Portrait de Jane Avrilpar Paul Sescau, vers 1899. Gracieuseté de Laura Larson.

AM: Avec une régularité croissante vers la fin du livre, on retrouve des photographies de et dans la nature. Chacun ressemble à une expiration, en contraste frappant avec les confins étouffants de l’atelier de Charcot. Comment sont-ils destinés à fonctionner en relation avec le “Ville« référencé dans le titre?

LL: Ce sont des mises en scène d’évasions de la »Ville« ; des évasions audacieuses du risque et du plaisir. Certains sont ludiques, comme L’évasion de Geneviève, Partie 1, qui montre une femme perchée sur le toit d’une maison, cambrant son dos vers le ciel. Mais en Partie 2, Geneviève est allongée sur le sol, recouverte d’un matériau argenté – elle pourrait se cacher ou mourir. Dans Portail, deux femmes se signalent l’une à l’autre. Je voulais que ce sentiment de connexion fomenté à l’hôpital reste en jeu. L’idée qu’ils porteraient cette expérience dans leur vie après leur départ et que cela pourrait être une source de force et de rébellion. Il y a aussi une ligne parallèle à ces « évasions » avec les photographies parisiennes que j’ai réalisées pour retracer leurs histoires: la statuaire de la chapelle de l’hôpital, les arbres de son parc ou la tombe de Jane au cimetière du Père Lachaise.

AM: Comment décririez-vous votre stratégie globale dans ce livre?

LL: Je le décrirai comme une poétique documentaire. Ville est plus photo-avant que Mère Cachée (2018) et utilise des images d’archives à côté de mes photographies. Dans Ville, Je veux honorer les expériences de mes sujets et leurs mystères aussi. L’éthique politique du refus s’aligne sur ce qu’Édouard Glissant décrit comme “le droit à l’opacité  » … c’est-à-dire les angles morts, ce que nous ignorons.

Toutes les femmes que je connais: Elisa, 2019. Gracieuseté de Laura Larson.

AM: Ou ne peut jamais savoir? Cela semble être une qualité essentielle dans votre série Toutes les Femmes que Je Connais (2018-en cours), qui est inclus ici. 

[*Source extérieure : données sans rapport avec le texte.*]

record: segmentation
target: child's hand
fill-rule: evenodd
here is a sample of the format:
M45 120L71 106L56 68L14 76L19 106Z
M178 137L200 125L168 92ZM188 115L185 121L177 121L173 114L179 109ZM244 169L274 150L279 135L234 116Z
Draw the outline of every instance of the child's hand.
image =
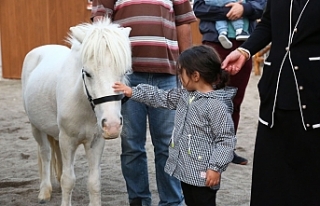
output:
M212 187L220 182L220 173L214 170L207 170L206 172L206 186Z
M126 97L131 97L132 96L132 89L130 87L128 87L127 85L122 84L121 82L114 83L112 88L114 88L115 92L123 92L123 94Z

LL: Toutes les Femmes que Je Connais a été nourri dans ce projet et est maintenant sa propre série en cours. Une invite pour de nombreuses photographies du livre était de savoir comment imaginer un refus de l’appareil photo. Et si les femmes se détournaient, résistant à la représentation? J’avais regardé des photographies de deuil du XIXe siècle où les sujets, généralement des femmes, tournaient le dos à l’appareil photo: un geste en contradiction avec les conventions du portrait. J’ai fait quelques portraits dans mon atelier, mais ils sont tombés à plat. D’une manière ou d’une autre, j’ai eu l’idée d’utiliser mon appareil photo 35 mm et j’ai commencé à photographier ma famille, mes amis, mes étudiants et mes connaissances dans leurs propres espaces. Parce que la majorité des photographies du livre impliquaient une pré-production, j’avais envie de quelque chose de quotidien et de peu d’enjeux. En accumulant les images, je me suis rendu compte qu’elles avaient un pouvoir collectif. Je travaille actuellement sur un projet en collaboration avec l’écrivaine Christine Hume qui écrit des textes qui expliquent les implications de “toutes les femmes que je connais” et “aucune femme que je connais”. 

Cité des Femmes Incurables, de Laura Larson, est publié par Sainte Lucie Livre.